Writing SQLite Extensions in C and C++
Extending SQLite Beyond SQL for Speed, Power, and Control. Custom Functions and Performance Gains.
SQLite is often described as small, simple, and embedded. While that is true, it is also deeply extensible. One of SQLite’s most powerful and lesser known capabilities is the ability to write custom extensions in C or C++. These extensions let you add new SQL functions, virtual tables, collations, and even performance critical logic that runs at native speed. If you have ever wished SQLite could do something faster or more efficiently than pure SQL allows, extensions are the answer.
In this blog, we will explore how SQLite extensions work, when to use them, and how to write custom C or C++ functions that deliver real performance gains.
Why Write SQLite Extensions
SQL is expressive, but it is not always the fastest or most flexible tool. There are several situations where extensions make a significant difference.
Common real world reasons include:
Heavy numeric or string processing
Custom business logic reused across queries
Performance bottlenecks in complex SQL expressions
Domain specific calculations
Specialized data formats
Encryption, hashing, or compression logic
Extensions allow you to move that work into compiled native code where it runs dramatically faster.
This is especially useful in high performance or multi user environments. If you have already optimized concurrency and locking, as discussed in Optimizing SQLite for Multi User Applications, extensions are often the next logical step when performance still matters.
Understanding How SQLite Extensions Work
SQLite exposes a C API that allows you to register custom logic with the database engine. Once registered, your functions behave exactly like built in SQL functions.
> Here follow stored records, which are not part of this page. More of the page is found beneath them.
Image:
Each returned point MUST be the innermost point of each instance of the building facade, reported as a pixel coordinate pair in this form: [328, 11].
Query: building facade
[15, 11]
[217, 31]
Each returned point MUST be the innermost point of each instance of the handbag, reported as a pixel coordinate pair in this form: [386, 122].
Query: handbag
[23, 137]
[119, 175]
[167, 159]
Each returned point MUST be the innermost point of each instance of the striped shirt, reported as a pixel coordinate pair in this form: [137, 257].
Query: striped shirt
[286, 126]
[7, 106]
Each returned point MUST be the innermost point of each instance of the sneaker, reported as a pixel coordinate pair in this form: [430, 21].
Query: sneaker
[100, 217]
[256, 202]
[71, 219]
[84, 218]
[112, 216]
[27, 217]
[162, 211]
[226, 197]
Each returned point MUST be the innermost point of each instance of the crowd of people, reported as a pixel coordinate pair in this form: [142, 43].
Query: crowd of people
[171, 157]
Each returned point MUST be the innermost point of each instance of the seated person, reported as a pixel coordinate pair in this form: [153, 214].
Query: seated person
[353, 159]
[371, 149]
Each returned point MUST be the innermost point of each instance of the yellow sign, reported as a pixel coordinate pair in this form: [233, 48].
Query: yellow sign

For example, after registering a function called distance_km, you can write:
SELECT distance_km(lat1, lon1, lat2, lon2) FROM locations;
Under the hood, SQLite calls your C function for every row. There is no interpreter overhead. The logic runs at native speed.
SQLite extensions can implement:
Scalar functions
Aggregate functions
Window functions
Virtual tables
Custom collations
This blog focuses on scalar and aggregate functions, which are the most common and easiest to start with.
Setting Up a Simple SQLite Extension
At minimum, a SQLite extension requires:
SQLite development headers
A shared library build
A function registration entry point
Let us start with a simple scalar function.
Example 1: A Custom String Length Function
This example shows how to create a C function that returns string length. This may seem trivial, but it demonstrates the structure.
C Extension Code
#include <sqlite3ext.h>
SQLITE_EXTENSION_INIT1
#include <string.h>
static void my_strlen(sqlite3_context *ctx, int argc, sqlite3_value **argv) {
if (argc != 1) {
sqlite3_result_null(ctx);
return;
}
const unsigned char *text = sqlite3_value_text(argv[0]);
if (!text) {
sqlite3_result_null(ctx);
return;
}
sqlite3_result_int(ctx, strlen((const char *)text));
}
int sqlite3_extension_init(sqlite3 *db, char **err, const sqlite3_api_routines *api) {
SQLITE_EXTENSION_INIT2(api);
sqlite3_create_function(
db,
“my_strlen”,
1,
SQLITE_UTF8,
NULL,
my_strlen,
NULL,
NULL
);
return SQLITE_OK;
}
Compile as a Shared Library
gcc -fPIC -shared myext.c -o myext.so
Load and Use in SQLite
SELECT load_extension(’./myext.so’);
SELECT my_strlen(’SQLite Extensions’);
Why This Is Faster Than SQL
SQL expressions are interpreted. C extensions are compiled. When functions run millions of times across large datasets, this difference matters.
This is the same reason indexing and query planning matter so much for performance. If you want a refresher on that foundation, see Advanced Indexing Techniques for Big Data Applications.
Extensions are best used after indexing and schema design are already optimized.
Example 2: High Performance Numeric Calculation
Imagine calculating geographic distance for thousands of rows. Doing this purely in SQL is slow and complex.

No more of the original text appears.